- Artist: Andrew Wyeth
- Year: 1947
- Type: tempera on hardboard
- Dimensions: 47 cm × 70 cm (181⁄2 in × 279⁄16 in)
- Location: National Gallery of Art; Washington, D.C.;

= Wind from the Sea =

1947 painting by Andrew Wyeth

Wind from the Sea is a 1947 painting by the American artist Andrew Wyeth. It depicts an inside view of an open attic window as the wind blows the thin and tattered curtains into the room.

The painting is housed at the National Gallery of Art in Washington, D.C., it is on view in the East Building on the Ground Level in Gallery 106C.

==Creation==
The house belonged to Wyeth's friends Christina and Alvaro Olson who lived on the coast of Maine. The window was located in an abandoned room on the third floor. Christina Olson was a frequent model for Wyeth, and would famously appear in the painting Christina's World about a year later. After opening a dormer window to cool down the attic he was working in, Wyeth was inspired by the way the incoming breeze brought life to the tattered curtains. In an attempt to capture the moment, he made a sketch on the same sheet of paper he had been using to draw Olson.

Following the initial sketch, Wyeth spent months making studies of the window in various materials. Images of the sketch overlapping Olson and other studies in various materials are present in Anderson and Brock's Andrew Wyeth: looking out, looking in that shows Wyeth's exploration of the drapery and composition.

== Symbolism ==
Wyeth believed in the ability of ordinary things to carry symbolism, "profound meaning," and rich emotion. The same is true for Wind from the Sea.

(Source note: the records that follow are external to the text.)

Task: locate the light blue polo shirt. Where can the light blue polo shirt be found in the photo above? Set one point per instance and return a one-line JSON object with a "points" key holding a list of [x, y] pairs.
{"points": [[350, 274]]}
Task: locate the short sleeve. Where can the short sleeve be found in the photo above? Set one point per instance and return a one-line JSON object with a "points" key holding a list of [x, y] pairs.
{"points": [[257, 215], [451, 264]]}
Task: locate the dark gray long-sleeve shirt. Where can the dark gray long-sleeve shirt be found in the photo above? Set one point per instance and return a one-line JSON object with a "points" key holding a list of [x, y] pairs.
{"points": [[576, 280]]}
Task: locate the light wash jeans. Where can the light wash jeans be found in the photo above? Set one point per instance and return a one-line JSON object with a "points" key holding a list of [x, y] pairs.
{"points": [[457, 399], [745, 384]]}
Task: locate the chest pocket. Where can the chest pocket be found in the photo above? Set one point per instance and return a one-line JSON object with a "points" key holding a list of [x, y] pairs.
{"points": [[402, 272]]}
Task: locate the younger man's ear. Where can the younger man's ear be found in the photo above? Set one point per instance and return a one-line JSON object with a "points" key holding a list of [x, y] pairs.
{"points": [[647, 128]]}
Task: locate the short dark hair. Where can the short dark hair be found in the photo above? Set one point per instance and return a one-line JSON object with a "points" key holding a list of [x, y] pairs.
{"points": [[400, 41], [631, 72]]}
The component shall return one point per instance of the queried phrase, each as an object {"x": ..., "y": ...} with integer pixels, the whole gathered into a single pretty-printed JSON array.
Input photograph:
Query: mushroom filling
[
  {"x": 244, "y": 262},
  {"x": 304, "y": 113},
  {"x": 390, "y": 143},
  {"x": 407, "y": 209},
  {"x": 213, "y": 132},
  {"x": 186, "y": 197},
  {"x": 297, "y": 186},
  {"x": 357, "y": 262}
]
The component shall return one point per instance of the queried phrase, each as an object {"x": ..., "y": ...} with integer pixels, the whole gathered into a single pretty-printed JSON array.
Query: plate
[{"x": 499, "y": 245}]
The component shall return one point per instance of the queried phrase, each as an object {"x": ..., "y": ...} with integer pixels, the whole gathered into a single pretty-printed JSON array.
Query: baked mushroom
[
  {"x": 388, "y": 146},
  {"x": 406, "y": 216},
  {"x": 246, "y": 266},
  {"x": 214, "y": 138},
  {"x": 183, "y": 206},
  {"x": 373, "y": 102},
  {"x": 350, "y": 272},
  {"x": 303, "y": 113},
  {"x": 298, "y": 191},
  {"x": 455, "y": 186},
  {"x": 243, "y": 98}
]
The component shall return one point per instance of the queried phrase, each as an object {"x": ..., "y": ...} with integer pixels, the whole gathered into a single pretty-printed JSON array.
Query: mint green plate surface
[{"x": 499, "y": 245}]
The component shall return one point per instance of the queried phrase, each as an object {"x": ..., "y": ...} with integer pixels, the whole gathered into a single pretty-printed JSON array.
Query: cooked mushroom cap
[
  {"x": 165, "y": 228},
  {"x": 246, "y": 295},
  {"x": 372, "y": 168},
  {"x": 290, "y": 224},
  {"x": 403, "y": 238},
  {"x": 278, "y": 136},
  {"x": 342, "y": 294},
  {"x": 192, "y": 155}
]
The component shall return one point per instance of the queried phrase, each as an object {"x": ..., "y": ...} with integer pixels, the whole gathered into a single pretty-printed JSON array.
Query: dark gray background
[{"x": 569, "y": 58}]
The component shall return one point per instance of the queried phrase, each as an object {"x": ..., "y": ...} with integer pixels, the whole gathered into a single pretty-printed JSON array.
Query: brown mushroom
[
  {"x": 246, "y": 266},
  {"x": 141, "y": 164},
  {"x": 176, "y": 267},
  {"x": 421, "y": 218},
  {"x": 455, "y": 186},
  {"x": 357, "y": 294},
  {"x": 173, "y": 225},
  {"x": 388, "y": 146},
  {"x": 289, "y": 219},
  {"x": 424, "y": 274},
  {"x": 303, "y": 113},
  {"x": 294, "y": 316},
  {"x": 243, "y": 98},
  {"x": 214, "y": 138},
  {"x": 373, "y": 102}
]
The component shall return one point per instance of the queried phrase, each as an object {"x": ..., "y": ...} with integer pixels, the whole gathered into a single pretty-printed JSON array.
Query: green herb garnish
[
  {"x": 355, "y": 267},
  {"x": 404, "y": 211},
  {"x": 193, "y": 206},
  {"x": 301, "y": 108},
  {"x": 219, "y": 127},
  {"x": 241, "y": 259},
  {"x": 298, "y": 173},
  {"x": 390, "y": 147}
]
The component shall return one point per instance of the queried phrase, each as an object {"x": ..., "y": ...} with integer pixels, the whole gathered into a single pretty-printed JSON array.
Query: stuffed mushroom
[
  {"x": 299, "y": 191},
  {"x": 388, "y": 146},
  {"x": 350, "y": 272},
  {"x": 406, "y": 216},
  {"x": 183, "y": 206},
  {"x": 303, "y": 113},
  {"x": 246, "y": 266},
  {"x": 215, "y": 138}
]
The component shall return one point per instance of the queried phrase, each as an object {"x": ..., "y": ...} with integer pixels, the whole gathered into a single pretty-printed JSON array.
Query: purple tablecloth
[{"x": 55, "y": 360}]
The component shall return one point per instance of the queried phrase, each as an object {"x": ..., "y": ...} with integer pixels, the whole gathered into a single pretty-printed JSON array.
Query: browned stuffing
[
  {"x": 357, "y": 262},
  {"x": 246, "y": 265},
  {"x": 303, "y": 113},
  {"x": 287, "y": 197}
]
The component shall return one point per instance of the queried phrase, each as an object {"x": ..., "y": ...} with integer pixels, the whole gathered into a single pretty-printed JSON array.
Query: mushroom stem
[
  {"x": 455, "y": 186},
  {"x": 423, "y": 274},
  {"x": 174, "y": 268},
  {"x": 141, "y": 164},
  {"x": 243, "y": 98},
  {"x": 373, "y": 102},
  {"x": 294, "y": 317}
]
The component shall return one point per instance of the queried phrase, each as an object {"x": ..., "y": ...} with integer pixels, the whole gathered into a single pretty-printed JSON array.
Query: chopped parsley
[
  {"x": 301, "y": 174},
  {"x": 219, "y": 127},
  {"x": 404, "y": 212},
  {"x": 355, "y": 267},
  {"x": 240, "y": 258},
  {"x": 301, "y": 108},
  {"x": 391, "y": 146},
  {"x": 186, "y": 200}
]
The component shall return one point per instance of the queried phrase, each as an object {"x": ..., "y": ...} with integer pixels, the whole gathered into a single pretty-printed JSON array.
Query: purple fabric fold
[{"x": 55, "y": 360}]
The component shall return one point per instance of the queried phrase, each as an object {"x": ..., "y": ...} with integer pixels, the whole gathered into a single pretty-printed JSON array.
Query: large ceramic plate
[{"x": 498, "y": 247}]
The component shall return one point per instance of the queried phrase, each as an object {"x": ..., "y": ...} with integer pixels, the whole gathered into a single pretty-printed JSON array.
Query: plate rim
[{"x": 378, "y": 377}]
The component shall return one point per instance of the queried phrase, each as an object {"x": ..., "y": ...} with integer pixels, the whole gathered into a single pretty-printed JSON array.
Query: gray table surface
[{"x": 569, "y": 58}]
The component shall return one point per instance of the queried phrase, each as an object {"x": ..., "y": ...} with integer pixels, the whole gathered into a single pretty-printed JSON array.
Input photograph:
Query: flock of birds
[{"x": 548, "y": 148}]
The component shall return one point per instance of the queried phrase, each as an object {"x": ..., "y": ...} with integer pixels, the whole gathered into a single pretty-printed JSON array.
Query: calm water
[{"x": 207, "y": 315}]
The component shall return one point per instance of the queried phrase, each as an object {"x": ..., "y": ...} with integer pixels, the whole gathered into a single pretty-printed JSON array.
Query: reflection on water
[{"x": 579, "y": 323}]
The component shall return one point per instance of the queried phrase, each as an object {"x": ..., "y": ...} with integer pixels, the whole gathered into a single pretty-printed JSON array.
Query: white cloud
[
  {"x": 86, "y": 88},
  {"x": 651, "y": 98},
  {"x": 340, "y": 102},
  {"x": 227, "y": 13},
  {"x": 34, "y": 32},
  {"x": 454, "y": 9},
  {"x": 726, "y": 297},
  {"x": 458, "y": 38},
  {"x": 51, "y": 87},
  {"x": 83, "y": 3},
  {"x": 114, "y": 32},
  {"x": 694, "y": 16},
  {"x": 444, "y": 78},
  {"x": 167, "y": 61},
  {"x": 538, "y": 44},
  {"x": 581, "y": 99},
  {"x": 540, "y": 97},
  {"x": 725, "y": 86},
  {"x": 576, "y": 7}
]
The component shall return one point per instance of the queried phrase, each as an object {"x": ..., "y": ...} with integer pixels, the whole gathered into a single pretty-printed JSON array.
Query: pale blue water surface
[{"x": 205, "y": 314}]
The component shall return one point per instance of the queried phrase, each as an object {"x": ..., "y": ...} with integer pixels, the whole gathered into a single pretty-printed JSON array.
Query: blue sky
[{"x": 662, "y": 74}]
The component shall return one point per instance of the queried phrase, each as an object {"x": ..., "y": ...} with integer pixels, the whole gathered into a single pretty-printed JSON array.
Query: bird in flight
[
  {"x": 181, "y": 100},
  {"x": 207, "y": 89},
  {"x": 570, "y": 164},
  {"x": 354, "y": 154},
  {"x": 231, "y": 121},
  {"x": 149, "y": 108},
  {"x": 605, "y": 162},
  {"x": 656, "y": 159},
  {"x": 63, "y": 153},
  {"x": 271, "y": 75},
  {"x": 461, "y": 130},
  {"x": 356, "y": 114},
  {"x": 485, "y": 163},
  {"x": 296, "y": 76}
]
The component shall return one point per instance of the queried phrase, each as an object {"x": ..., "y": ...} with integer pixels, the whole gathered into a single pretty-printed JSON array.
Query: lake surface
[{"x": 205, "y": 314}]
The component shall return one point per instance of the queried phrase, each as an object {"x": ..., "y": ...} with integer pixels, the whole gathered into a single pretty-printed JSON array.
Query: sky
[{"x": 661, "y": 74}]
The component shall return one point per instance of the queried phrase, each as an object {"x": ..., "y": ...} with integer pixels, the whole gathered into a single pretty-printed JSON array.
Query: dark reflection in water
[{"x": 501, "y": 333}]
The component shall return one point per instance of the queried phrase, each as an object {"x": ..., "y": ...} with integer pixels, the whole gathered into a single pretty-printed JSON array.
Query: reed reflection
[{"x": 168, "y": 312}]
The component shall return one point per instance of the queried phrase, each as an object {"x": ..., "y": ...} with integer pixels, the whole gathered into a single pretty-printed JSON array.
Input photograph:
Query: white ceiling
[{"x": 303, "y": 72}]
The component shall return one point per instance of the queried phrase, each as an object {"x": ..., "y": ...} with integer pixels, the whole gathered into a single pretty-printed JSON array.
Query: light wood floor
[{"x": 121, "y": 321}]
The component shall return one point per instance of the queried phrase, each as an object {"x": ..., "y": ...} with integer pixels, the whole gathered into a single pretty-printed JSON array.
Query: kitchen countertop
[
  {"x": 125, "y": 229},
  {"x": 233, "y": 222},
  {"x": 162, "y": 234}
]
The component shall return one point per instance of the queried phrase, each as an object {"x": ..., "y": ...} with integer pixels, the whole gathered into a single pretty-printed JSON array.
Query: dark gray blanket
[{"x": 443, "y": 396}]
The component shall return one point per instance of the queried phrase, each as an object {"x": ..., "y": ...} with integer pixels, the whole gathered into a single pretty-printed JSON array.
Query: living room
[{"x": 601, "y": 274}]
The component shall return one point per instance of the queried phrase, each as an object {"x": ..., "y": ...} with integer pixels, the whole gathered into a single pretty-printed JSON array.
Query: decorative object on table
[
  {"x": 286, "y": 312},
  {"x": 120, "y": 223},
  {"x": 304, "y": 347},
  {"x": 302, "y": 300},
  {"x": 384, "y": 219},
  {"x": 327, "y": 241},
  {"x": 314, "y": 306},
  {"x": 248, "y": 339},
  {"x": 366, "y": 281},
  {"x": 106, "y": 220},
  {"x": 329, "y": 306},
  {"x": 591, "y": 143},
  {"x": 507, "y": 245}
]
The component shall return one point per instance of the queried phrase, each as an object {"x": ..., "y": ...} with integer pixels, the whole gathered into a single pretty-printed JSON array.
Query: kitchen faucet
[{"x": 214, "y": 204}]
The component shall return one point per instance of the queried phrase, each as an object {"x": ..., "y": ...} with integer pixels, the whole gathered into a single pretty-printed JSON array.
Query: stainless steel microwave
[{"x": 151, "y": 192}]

Comparing the rigid window frame to Christina's resiliency, the decaying curtains to her disability, and the crocheted birds to her delicate and surviving femininity, Wyeth considered the painting to be a symbolic portrait of her.

The decaying interior, muted colors, and view of the cemetery that Christina, Alvaro Olson, and Wyeth himself would be buried in is typical of the somber style Wyeth adopted following his father's death.

==Provenance==
Clay Bartlett in Manchester, Vermont bought the painting from the artist in January 1947. It was sold to Charles Hill Morgan in Amherst, Massachusetts in 1952. In accordance with Morgan's will, it was on loan to the Mead Art Museum of Amherst College for 25 years following his death in 1984, after which it was donated it to the National Gallery of Art in 2009.